A prisão preventiva foi decretada em 11 de março de 2026 sob o fundamento de garantia da ordem pública, sendo o pedido de revogação indeferido na origem. No recurso ao Superior Tribunal de Justiça, a defesa sustentou desproporcionalidade da custódia diante da pena mínima de três anos do art. 250 do Código Penal, primariedade e bons antecedentes, viabilidade de regime inicial aberto na forma do art. 33, § 2º, ‘c’, do Código Penal, confusão entre o perigo abstrato do tipo e a exigência de periculosidade concreta, além de necessidade de instauração de incidente de insanidade mental com base no art. 26 do Código Penal e no art. 149 do Código de Processo Penal.

Fundamentos da decisão

O relator partiu do desenho normativo do art. 312 do Código de Processo Penal, segundo o qual a prisão preventiva pode ser decretada para garantia da ordem pública, da ordem econômica, por conveniência da instrução criminal ou para assegurar a aplicação da lei penal, exigindo-se prova da existência do crime, indícios suficientes de autoria e demonstração do perigo gerado pelo estado de liberdade do imputado. No caso, entendeu-se que o acórdão do Tribunal de Justiça do Estado de Minas Gerais atendeu a esse padrão, ao apontar materialidade, autoria em tese e periculosidade concreta extraída do próprio modo de execução.

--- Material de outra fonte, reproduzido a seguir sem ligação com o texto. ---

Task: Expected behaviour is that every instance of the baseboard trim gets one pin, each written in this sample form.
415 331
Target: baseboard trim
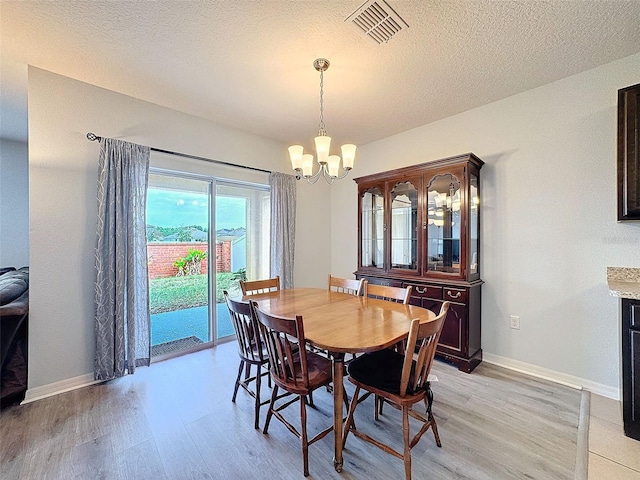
552 375
62 386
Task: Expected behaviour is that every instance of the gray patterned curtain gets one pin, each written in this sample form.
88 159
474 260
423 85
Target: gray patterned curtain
122 323
283 226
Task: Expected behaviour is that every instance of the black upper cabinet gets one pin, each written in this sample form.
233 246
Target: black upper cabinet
629 153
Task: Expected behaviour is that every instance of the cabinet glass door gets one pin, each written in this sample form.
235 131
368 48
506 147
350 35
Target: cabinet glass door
443 224
404 222
474 225
372 211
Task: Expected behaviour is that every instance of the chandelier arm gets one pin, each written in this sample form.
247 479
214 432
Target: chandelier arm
346 172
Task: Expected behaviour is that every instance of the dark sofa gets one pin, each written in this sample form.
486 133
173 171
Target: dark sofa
14 329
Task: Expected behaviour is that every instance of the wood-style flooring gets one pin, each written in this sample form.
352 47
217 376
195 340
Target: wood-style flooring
175 420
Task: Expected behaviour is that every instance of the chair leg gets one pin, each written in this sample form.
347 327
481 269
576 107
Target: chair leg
349 422
257 407
235 389
274 394
305 442
407 448
428 401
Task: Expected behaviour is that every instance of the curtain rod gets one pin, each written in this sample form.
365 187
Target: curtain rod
93 137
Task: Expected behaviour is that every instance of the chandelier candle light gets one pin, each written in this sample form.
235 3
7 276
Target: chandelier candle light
302 162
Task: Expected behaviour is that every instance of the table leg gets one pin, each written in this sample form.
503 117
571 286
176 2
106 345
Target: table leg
338 392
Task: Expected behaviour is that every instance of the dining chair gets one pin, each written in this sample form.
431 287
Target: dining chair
401 380
387 292
260 286
346 285
293 369
251 351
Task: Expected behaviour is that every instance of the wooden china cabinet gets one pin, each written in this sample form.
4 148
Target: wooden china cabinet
420 226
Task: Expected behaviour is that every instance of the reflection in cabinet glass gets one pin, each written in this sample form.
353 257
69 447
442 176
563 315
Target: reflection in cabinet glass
443 203
372 228
474 234
404 230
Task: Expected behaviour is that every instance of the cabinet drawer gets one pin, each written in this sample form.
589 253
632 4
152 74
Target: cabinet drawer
429 291
455 295
384 281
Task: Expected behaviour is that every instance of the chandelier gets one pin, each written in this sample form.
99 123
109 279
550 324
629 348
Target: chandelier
302 162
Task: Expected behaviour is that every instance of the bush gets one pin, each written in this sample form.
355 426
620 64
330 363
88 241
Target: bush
177 293
191 264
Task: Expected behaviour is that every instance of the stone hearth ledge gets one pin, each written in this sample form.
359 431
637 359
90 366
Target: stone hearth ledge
624 282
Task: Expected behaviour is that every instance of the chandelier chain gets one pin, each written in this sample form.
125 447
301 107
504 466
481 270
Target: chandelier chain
321 127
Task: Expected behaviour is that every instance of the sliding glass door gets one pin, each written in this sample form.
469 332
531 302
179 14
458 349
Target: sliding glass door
178 252
241 242
191 263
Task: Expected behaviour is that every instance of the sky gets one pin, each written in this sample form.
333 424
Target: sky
166 208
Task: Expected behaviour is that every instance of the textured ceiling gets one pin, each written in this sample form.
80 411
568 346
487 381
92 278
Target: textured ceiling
248 64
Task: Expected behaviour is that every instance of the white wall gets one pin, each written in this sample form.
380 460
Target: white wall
62 177
14 204
548 221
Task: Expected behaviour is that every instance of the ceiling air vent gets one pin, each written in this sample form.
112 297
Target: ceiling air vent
377 20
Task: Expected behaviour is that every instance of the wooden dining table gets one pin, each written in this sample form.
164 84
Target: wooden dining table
341 323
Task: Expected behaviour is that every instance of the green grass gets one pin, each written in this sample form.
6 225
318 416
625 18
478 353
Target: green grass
176 293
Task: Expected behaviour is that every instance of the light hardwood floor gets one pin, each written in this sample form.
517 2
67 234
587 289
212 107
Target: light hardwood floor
175 420
612 456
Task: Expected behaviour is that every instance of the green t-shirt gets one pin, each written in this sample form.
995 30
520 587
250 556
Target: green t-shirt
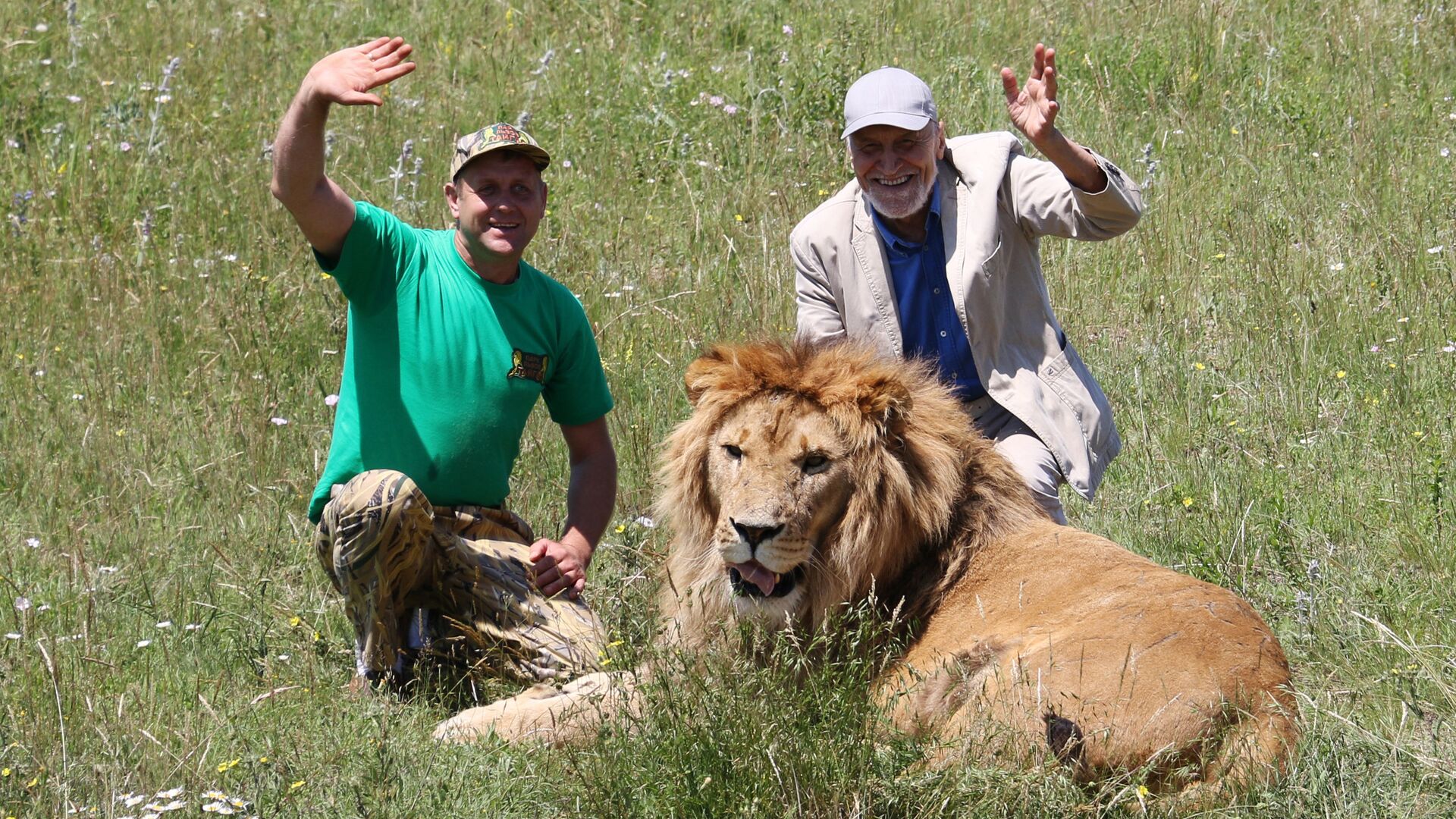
441 368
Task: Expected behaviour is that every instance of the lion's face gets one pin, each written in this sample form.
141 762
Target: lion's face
780 474
805 477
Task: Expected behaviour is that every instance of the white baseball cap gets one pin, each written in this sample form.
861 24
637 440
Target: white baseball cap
889 96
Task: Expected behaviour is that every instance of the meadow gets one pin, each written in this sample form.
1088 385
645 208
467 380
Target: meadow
1276 338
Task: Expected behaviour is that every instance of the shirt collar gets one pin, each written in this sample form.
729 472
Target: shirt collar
932 221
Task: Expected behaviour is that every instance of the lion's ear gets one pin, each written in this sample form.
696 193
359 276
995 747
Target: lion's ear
883 401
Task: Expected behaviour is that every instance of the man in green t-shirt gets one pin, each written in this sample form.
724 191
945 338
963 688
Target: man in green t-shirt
450 341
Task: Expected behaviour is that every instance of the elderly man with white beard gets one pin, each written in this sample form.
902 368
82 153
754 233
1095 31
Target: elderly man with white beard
932 253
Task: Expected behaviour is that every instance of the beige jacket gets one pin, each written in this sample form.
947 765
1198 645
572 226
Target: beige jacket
995 206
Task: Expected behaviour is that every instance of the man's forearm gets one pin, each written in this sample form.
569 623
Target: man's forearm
299 148
590 500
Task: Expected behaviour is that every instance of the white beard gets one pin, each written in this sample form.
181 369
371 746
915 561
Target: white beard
902 202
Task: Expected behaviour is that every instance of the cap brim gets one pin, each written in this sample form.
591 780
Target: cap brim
535 153
897 118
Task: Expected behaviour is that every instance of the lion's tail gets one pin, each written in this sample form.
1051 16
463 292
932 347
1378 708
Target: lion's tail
573 714
1254 751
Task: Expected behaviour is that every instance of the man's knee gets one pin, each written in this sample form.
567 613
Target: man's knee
375 491
1038 469
381 515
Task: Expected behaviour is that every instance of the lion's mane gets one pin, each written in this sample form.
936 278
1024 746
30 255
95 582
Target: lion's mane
925 490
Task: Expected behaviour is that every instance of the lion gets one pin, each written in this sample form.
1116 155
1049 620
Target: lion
808 477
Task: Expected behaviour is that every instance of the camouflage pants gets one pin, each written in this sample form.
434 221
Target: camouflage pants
391 553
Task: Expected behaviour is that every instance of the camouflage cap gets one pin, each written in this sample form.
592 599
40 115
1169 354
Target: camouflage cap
497 137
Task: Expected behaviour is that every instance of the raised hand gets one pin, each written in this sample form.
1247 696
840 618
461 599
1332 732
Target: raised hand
1034 108
347 76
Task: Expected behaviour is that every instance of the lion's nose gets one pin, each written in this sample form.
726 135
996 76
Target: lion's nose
755 535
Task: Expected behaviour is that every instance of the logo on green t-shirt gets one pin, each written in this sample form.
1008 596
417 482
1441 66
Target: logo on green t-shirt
529 366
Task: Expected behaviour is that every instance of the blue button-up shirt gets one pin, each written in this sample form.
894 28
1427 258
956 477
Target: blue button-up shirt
928 318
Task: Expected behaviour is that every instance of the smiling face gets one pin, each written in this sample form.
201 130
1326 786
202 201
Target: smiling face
896 168
780 472
498 202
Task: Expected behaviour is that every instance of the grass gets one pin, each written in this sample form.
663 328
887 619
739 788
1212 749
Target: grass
1274 337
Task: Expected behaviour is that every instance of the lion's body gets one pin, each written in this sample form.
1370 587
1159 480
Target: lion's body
813 477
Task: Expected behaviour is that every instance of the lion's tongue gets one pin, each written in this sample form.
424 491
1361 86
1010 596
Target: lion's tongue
755 573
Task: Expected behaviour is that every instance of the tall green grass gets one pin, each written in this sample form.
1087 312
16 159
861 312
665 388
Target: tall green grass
1276 338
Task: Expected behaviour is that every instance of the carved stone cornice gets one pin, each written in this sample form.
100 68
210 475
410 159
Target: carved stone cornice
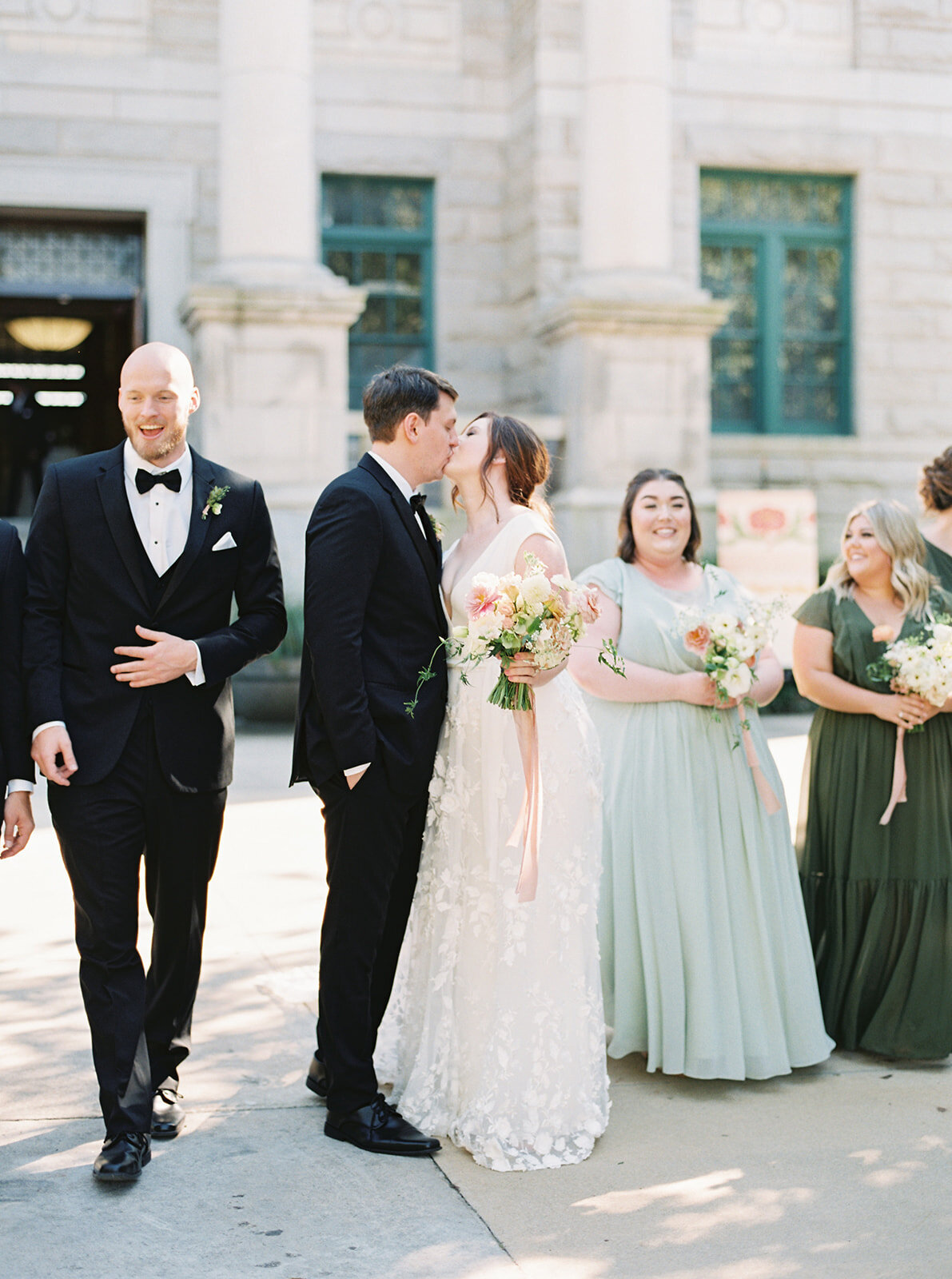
278 304
695 313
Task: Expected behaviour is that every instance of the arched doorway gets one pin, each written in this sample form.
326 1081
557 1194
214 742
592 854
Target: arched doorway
70 313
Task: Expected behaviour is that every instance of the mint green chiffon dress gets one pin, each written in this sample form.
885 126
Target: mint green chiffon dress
705 954
878 898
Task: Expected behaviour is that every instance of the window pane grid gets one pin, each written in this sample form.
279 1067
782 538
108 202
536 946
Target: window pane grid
378 233
777 249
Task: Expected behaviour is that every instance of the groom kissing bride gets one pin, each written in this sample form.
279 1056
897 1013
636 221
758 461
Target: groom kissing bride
372 620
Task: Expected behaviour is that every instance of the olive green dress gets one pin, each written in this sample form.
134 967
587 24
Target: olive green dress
878 898
939 563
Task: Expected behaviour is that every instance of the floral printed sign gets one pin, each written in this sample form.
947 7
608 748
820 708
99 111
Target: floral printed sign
767 537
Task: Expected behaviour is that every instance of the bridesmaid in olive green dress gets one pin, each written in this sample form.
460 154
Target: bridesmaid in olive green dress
935 492
878 897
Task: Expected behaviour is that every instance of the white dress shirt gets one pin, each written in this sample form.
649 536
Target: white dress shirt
161 520
407 490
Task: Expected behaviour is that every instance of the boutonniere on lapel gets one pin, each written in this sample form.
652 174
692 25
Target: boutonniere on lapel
215 498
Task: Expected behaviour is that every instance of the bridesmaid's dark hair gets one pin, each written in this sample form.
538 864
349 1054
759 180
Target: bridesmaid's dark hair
935 485
528 464
626 539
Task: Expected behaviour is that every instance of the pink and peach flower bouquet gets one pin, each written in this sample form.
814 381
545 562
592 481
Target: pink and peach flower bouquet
522 613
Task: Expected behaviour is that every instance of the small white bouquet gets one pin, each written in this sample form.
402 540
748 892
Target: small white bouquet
920 665
728 645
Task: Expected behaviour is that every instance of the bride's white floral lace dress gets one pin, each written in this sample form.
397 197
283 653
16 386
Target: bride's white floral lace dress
494 1034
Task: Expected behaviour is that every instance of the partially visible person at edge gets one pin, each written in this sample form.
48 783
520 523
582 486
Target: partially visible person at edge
16 765
878 897
935 494
464 1039
372 620
705 954
133 560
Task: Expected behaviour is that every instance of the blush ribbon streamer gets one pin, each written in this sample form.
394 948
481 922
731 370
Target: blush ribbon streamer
764 790
898 791
530 819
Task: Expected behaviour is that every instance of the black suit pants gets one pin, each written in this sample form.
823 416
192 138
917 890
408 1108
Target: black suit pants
372 841
140 1022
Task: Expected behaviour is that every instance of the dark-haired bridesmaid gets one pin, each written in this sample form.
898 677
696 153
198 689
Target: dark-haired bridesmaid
935 494
705 954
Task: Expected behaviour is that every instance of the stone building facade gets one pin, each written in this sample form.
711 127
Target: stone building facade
711 234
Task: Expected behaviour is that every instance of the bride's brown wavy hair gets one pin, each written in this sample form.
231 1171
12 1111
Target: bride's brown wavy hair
528 462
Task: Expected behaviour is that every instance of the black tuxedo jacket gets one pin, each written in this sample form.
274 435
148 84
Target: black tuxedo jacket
372 620
87 588
14 739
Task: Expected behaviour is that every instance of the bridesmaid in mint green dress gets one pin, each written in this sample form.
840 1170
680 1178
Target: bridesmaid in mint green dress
878 897
705 954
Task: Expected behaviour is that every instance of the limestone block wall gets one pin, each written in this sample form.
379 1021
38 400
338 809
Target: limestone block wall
845 99
102 104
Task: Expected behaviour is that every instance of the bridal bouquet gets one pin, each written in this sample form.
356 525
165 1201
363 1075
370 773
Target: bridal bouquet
528 613
512 614
730 645
920 665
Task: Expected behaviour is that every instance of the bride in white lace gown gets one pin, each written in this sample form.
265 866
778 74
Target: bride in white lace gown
496 1034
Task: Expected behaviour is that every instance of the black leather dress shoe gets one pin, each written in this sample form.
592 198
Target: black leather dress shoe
317 1078
379 1127
123 1157
168 1114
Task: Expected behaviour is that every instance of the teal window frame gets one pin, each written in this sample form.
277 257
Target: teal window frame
364 234
771 237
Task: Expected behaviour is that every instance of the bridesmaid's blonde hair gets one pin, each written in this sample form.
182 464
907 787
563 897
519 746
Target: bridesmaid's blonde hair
896 531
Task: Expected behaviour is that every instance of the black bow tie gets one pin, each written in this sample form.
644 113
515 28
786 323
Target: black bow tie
145 480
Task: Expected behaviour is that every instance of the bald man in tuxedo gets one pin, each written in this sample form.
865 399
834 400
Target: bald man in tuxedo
134 560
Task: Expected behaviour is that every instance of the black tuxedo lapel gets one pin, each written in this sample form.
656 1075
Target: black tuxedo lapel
198 528
115 505
411 524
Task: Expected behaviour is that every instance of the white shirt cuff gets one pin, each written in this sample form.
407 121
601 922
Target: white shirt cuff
48 724
197 675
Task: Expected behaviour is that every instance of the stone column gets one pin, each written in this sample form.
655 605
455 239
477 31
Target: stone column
628 341
269 321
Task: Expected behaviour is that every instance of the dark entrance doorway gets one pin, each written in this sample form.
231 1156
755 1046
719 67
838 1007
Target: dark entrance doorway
70 315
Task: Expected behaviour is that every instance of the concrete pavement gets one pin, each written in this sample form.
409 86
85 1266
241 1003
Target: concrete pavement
839 1170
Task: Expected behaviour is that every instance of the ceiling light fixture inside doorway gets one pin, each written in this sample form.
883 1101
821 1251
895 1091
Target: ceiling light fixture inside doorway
49 333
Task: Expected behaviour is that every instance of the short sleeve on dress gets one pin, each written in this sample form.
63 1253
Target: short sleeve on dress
608 576
818 611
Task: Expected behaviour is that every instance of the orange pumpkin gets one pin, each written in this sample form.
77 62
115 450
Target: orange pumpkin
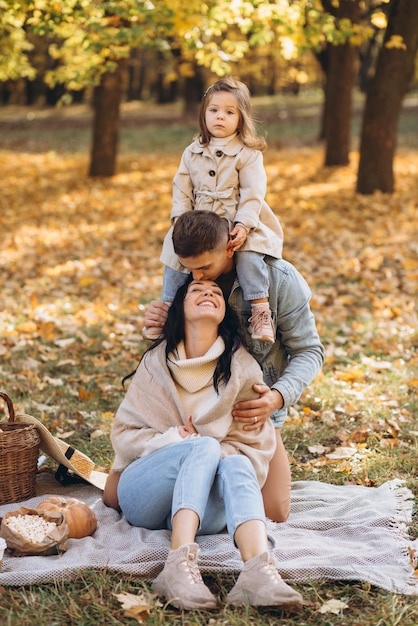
80 518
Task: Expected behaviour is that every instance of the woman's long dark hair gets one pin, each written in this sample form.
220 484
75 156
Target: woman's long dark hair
173 334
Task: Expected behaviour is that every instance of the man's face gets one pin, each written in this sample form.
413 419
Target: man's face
209 265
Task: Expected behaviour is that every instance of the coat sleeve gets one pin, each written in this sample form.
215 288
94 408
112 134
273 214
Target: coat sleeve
183 199
252 190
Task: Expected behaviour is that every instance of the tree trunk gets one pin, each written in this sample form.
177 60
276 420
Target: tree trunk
394 71
107 100
342 67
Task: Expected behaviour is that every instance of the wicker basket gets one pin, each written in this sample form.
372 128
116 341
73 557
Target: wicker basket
19 451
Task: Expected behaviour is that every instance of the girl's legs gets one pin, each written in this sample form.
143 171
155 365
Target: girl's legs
276 489
254 281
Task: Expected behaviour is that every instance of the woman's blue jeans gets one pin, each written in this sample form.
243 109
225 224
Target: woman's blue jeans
191 475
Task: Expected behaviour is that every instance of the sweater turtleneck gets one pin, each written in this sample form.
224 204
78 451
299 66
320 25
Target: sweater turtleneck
194 377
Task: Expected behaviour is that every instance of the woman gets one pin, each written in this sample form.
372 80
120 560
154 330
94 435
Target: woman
182 463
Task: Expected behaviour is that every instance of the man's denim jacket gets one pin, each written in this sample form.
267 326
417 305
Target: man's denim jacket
293 361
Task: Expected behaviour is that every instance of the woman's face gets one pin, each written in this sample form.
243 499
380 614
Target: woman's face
204 301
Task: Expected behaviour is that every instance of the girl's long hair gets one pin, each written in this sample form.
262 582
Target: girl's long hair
173 334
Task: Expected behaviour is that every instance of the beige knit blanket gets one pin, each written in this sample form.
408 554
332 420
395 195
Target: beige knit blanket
333 533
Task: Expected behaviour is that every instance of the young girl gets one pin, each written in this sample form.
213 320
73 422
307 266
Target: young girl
181 462
222 171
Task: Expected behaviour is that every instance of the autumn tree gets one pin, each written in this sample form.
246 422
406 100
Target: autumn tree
394 71
340 80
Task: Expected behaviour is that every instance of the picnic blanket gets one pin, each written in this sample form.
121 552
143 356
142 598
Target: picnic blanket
333 533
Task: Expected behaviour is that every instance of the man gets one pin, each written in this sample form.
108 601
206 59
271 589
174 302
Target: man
201 242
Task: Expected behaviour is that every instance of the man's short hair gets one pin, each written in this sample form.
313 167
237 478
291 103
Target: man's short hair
196 232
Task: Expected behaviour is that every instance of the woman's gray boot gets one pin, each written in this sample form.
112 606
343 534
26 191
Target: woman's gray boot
260 584
181 583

A decisão consignou que a gravidade concreta decorre do modus operandi: o arremesso de galão com material inflamável em via pública movimentada, com interdição das duas pistas, exposição de multidão e de crianças e proximidade de posto de combustível. Esse dado afasta a alegação de que a custódia estaria calcada apenas no perigo abstrato do tipo penal de incêndio, delito de perigo comum que tutela a incolumidade pública. Registrou-se, ainda, que o investigado fora beneficiado com suspensão condicional do processo em 4 de fevereiro de 2026, nos autos nº 5001804-40.2025.8.13.0280, e voltou a delinquir cerca de um mês depois, o que revelaria insuficiência das medidas despenalizadoras, na linha dos dispositivos invocados pela origem (arts. 310, § 5º, e 312, § 3º). Também pesou a pendência de cumprimento do mandado de prisão. Quanto às medidas cautelares diversas do art. 319 do Código de Processo Penal e à regra de excepcionalidade do art. 282, § 6º, do mesmo diploma, entendeu-se que se mostravam inadequadas e insuficientes. Vale observar que condutas com fogo dessa natureza também repercutem na esfera administrativa ambiental, onde o poder de polícia pode desaguar em autuações e em embargo ambiental, esferas que se comunicam sem se confundir com a responsabilidade penal.

Teses firmadas

Consolidou-se na decisão o entendimento de que não há constrangimento ilegal quando a prisão preventiva é decretada em razão do modus operandi com que o crime foi praticado, sendo idônea a fundamentação que descreve a gravidade concreta da conduta. Reafirmou-se, igualmente, que condições pessoais favoráveis, como primariedade e bons antecedentes, não bastam, por si sós, para desconstituir a custódia cautelar quando presentes outros elementos que a justifiquem.

Como precedente expressamente invocado na própria decisão, cita-se o RHC n. 235.121/RS, relator Ministro Sebastião Reis Júnior, Sexta Turma do Superior Tribunal de Justiça, julgado em 11/6/2026, DJEN de 22/6/2026, que tratou de homicídio qualificado tentado mediante incêndio em hospital psiquiátrico e manteve a prisão preventiva pela necessidade de garantia da ordem pública, diante da gravidade concreta e do modus operandi, mesmo com incidente de insanidade mental não concluído. O julgado ora analisado é o RHC 242688/MG (2026/0287064-5), relator Ministro Ribeiro Dantas, Superior Tribunal de Justiça, decisão de 27 de agosto de 2026, tendo o Ministério Público Federal opinado pelo improvimento do recurso (e-STJ, fls. 607-610).